So yesterday was spent mainly in bed trying to get through a migraine. One symptom of PTSD I like even less than the others is the one which affects me physically the most – a terrible headache which knocks me out for the day.
I normerly suffer from migranes once a month at a ‘specific’ time of the month which isnt great. However, the stress of the previous day was a trigger to this headache. My SSAFA case worker came to visit and we ended up talking in – depth about the tour. Then in the afternoon I had another visitor and spoke for almost 2 hours about MERT and my experiences. I feel the anxiety of the day just took its toll on me.
I got up on Friday morning with a little headache thinking I could get rid of it with a couple of paracetamol. How wrong was I?! I visited my nan & grandad which I do randomly in a morning after walking Mitsy.
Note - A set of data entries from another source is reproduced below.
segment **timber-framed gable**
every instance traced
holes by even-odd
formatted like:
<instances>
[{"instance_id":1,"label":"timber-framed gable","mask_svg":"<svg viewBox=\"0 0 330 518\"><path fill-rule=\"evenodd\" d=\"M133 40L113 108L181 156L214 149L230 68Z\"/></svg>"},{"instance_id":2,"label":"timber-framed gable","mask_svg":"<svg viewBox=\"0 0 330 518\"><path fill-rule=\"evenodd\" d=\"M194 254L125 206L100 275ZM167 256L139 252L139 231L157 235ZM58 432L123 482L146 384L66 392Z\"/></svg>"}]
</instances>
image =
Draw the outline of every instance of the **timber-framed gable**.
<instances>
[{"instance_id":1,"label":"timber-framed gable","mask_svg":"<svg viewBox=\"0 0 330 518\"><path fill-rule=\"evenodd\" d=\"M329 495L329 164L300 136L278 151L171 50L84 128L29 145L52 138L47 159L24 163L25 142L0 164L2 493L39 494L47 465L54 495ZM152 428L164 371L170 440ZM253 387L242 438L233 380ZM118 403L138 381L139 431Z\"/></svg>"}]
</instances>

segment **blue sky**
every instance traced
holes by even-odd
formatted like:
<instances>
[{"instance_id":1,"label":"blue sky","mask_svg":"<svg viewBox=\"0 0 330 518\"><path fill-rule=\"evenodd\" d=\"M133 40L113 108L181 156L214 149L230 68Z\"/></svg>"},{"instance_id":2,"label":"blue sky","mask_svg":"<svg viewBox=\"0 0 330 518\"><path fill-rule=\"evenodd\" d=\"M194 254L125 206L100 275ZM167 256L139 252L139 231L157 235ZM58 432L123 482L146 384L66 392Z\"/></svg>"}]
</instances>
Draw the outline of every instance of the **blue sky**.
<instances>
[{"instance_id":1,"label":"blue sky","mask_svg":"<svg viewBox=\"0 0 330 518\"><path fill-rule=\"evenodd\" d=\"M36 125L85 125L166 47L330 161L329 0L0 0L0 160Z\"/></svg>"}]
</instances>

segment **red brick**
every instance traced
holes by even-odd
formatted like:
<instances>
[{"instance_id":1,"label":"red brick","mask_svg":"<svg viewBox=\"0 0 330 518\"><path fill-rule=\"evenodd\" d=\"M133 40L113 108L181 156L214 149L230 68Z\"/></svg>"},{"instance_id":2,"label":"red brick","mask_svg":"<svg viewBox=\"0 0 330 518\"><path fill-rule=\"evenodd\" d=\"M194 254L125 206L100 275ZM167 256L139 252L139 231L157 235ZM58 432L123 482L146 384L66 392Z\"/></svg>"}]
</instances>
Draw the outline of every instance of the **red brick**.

I made myself a cuppa, took one sip and suddenly had to rush to the loo mid – conversation to throw up! My head started pounding straight after this and I knew this was not going to be a good day. I managed to get back with Mitsy before throwing up again. I tried to take some more tablets but these shortly made a reappearance. I ended up lying in bed trying to sleep it off. Everytime I moved I felt sick it was awful. I got up to let my little girl out, threw up again and went back to bed. I took some more tablets and went to sleep. Thankfully by 5 ish I felt a little better so I got up. I fed my little girl then took her for a walk around the lake. When I got back I tried to unzip my coat but I couldn’t get it off and started panicking. Eventually I managed to pull it over my head then I sat down and cried. I had so many plans for Friday but the full day was a complete washout!
I looked at my phone for the first time yesterday evening and I had received my official medical discharge letter. It stated that my last day of RAF pay will be 31 Mar 15 and my last day of service is 1st Apr 15. Hmmmm random that considering it’s my birthday on 1st Apr, happy blooming birthday to me eh!!! It’s sad to know that my career is ending but I guess it’s the start of a new journey. I can start to work voluntarily for the Wigan and Leigh Hospice, as well as at the Centurion Centre for the Veterans.
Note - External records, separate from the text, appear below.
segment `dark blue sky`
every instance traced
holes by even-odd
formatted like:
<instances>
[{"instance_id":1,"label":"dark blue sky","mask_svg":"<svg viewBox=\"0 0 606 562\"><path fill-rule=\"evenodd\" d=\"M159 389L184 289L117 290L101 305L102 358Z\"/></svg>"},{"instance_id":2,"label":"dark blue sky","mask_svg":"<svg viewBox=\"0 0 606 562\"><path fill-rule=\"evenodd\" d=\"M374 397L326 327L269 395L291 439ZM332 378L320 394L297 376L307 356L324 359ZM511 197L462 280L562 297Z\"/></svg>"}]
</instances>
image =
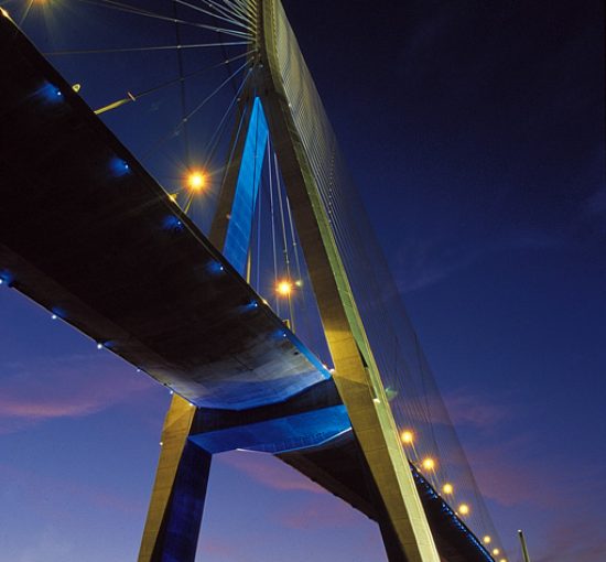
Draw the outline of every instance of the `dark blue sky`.
<instances>
[{"instance_id":1,"label":"dark blue sky","mask_svg":"<svg viewBox=\"0 0 606 562\"><path fill-rule=\"evenodd\" d=\"M518 528L535 562L606 559L602 3L284 4L509 560ZM1 288L11 560L137 551L167 397L90 347ZM212 482L205 560L381 560L277 463L230 454Z\"/></svg>"}]
</instances>

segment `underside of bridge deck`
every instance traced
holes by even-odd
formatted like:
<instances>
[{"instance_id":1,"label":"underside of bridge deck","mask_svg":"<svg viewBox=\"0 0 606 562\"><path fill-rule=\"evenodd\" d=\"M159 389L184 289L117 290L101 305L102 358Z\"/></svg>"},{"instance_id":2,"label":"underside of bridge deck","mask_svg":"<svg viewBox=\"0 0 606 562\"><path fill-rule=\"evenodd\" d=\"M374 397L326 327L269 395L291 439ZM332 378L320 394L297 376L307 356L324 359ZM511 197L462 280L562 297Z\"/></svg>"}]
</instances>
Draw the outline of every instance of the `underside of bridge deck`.
<instances>
[{"instance_id":1,"label":"underside of bridge deck","mask_svg":"<svg viewBox=\"0 0 606 562\"><path fill-rule=\"evenodd\" d=\"M321 445L246 446L278 454L377 520L390 552L393 529L326 368L3 17L0 65L2 281L199 408L188 442L206 451L220 448L209 430L231 431L231 447L242 439L235 428L323 409L335 424ZM187 458L209 466L205 455ZM491 560L413 475L441 556Z\"/></svg>"}]
</instances>

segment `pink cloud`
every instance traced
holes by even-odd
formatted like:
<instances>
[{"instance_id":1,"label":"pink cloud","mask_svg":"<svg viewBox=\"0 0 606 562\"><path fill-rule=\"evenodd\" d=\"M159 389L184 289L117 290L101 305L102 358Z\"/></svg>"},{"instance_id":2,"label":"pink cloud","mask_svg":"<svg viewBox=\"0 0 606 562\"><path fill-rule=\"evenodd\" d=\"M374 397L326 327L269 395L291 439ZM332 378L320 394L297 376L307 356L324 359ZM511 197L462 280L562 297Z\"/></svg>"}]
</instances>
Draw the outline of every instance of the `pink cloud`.
<instances>
[{"instance_id":1,"label":"pink cloud","mask_svg":"<svg viewBox=\"0 0 606 562\"><path fill-rule=\"evenodd\" d=\"M154 386L106 352L3 367L0 433L57 418L90 415Z\"/></svg>"},{"instance_id":2,"label":"pink cloud","mask_svg":"<svg viewBox=\"0 0 606 562\"><path fill-rule=\"evenodd\" d=\"M15 468L8 464L0 464L0 478L10 482L11 487L19 488L23 495L26 495L34 501L37 508L47 508L54 516L62 509L62 504L40 501L40 498L47 498L48 490L53 495L67 498L77 497L82 504L89 504L96 508L102 508L110 511L122 511L126 514L140 515L144 511L143 504L125 497L123 494L117 494L111 490L105 490L87 484L76 483L74 480L62 480L45 476L43 474ZM66 515L69 512L66 511Z\"/></svg>"},{"instance_id":3,"label":"pink cloud","mask_svg":"<svg viewBox=\"0 0 606 562\"><path fill-rule=\"evenodd\" d=\"M269 488L327 494L324 488L306 476L266 453L237 451L220 455L219 461L234 466Z\"/></svg>"}]
</instances>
What I find disappointing is that unfortunately the ‘system’ does not know how to manage ‘us with mental health issues’ and it’s left to charities to take up the slack sadly, which is why I want to give some time to them. I have served my country for 20 years yet the military, and I guess to some degree society, acknowledge the physically wounded but do not recognise those returning from war with invisible injuries. I am broken due to my operational role as a paramedic trying to save so many casualties yet it’s difficult to find anyone to help save my life. It shouldn’t be left to charities and loved ones, the system should recognise, acknowledge and provide any support needed.